Choosing an IaC tool: Pulumi vs Terraform

I've started a new contract, where I'm tasked with consolidating the company's infrastructure under AWS. They (the company) are beginning to see some serious growth and have a team currently using PaaS and various other cloud providers. Infrastructure as code tools have been popular for a long time; I've mostly been skeptical about using these. Given a small team size, often, the UI of the cloud provider is more than enough. But, when you need to start spinning up multiple environments (dev, staging, prod, demo, etc), this can become a lot of overhead. An issue I've often seen is that it becomes the responsibility of one or two developers to maintain this, as the rest of the team is not familiar with the tool and language syntax. This is not ideal, so I wanted to research the space to see if there was a middle way where you can get the benefits of IaC, without the overhead of having to learn a new language and tool.
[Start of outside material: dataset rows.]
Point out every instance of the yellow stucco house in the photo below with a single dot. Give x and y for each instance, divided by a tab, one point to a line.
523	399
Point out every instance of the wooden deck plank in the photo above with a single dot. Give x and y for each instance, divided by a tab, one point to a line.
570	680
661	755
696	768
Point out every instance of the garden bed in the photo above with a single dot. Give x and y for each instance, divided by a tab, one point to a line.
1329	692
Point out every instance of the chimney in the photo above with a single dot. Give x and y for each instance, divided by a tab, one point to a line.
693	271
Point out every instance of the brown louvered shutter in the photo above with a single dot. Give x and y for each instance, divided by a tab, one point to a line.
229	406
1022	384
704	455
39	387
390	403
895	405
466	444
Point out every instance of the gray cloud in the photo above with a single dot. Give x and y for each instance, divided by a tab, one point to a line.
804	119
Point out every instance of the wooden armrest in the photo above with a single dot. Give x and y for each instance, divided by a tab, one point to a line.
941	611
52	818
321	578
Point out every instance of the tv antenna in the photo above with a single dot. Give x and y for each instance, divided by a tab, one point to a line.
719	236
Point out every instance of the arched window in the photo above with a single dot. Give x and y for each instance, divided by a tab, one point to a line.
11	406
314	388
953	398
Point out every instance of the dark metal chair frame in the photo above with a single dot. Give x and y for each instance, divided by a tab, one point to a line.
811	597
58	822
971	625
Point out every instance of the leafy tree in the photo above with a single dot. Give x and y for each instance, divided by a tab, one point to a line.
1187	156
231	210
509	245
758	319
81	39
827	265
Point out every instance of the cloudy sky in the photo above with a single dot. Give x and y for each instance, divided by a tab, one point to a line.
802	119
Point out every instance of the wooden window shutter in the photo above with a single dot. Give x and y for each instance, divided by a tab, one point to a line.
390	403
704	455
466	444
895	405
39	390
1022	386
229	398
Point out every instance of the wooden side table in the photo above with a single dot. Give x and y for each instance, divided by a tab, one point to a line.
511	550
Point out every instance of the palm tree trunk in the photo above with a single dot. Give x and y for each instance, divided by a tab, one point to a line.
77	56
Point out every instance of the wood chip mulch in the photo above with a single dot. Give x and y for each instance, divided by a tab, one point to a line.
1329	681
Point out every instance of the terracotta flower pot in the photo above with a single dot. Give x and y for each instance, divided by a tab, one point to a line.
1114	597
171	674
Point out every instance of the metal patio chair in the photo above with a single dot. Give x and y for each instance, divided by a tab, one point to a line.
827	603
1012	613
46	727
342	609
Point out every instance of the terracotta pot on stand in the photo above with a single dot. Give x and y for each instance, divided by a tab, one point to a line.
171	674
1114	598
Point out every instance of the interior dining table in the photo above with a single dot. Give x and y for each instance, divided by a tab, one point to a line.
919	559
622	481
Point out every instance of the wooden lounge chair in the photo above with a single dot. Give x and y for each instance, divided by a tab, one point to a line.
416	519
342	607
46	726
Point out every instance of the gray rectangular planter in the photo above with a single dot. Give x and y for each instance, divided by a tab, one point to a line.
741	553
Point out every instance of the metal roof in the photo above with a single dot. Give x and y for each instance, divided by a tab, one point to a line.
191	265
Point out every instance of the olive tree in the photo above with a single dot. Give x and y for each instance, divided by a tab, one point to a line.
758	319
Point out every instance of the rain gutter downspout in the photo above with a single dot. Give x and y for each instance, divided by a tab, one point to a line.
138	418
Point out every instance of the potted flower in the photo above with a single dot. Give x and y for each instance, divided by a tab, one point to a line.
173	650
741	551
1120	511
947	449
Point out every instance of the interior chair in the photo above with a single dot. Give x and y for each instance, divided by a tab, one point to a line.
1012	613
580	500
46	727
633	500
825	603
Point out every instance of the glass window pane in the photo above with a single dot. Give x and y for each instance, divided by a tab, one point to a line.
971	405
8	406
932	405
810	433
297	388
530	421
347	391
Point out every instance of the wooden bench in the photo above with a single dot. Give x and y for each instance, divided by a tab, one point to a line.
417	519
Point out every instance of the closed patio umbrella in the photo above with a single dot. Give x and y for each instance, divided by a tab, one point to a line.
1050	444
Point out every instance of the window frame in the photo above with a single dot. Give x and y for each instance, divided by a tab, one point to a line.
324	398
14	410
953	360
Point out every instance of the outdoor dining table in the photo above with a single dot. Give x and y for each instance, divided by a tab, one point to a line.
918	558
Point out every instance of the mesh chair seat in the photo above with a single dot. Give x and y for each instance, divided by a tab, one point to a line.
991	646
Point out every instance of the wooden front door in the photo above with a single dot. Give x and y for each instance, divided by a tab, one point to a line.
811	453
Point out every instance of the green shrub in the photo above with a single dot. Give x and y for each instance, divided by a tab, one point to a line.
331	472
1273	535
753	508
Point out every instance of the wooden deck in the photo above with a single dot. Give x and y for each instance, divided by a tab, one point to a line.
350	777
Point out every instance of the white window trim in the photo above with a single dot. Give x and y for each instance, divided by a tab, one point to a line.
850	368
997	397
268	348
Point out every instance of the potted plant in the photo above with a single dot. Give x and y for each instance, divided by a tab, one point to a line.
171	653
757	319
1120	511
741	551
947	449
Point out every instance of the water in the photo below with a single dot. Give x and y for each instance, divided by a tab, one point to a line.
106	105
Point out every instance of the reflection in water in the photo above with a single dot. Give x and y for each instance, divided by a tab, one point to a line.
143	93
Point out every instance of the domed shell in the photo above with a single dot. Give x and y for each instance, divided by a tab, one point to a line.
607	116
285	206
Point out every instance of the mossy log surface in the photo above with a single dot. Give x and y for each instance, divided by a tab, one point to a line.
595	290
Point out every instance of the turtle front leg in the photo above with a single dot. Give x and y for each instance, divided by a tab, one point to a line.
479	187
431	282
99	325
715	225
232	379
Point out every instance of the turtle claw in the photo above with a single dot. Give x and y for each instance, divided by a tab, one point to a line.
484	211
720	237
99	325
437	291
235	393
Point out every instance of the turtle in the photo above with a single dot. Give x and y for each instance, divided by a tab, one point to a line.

I've previously used Terraform in other companies I've done work for but never from scratch and (full disclosure) always found the experience rather frustrating. So, I began to search for terraform alternatives and stumbled upon Pulumi, which lets you provision resources using several programming languages (including Go) and Pulumi's AWS provider support is excellent.

But, as in any other situation where you are considering marrying yourself to a new tool, it's very worthwhile to do some research and preferably build some small proof of concept before you commit. I've had some interesting discoveries through this process, why I choose Pulumi over Terraform and when I would consider Terraform over Pulumi.

Short intro to Terraform

I think it's fair to say Terraform has been the big dog, in the IaC space for a long time. They've support for the majority of cloud providers, have been battle-tested at scale, and have a bunch of great tutorials. They also used to have an open source license, using Mozilla Public License v2, but decided recently to switch to what is known as the Business License, BSL, which can be considered as "source-available". I will not go into a longer debate about why this is not ideal if it's fair or not, but it does pose a threat to the development of third-party tools and your options in terms of making tweaks if needed.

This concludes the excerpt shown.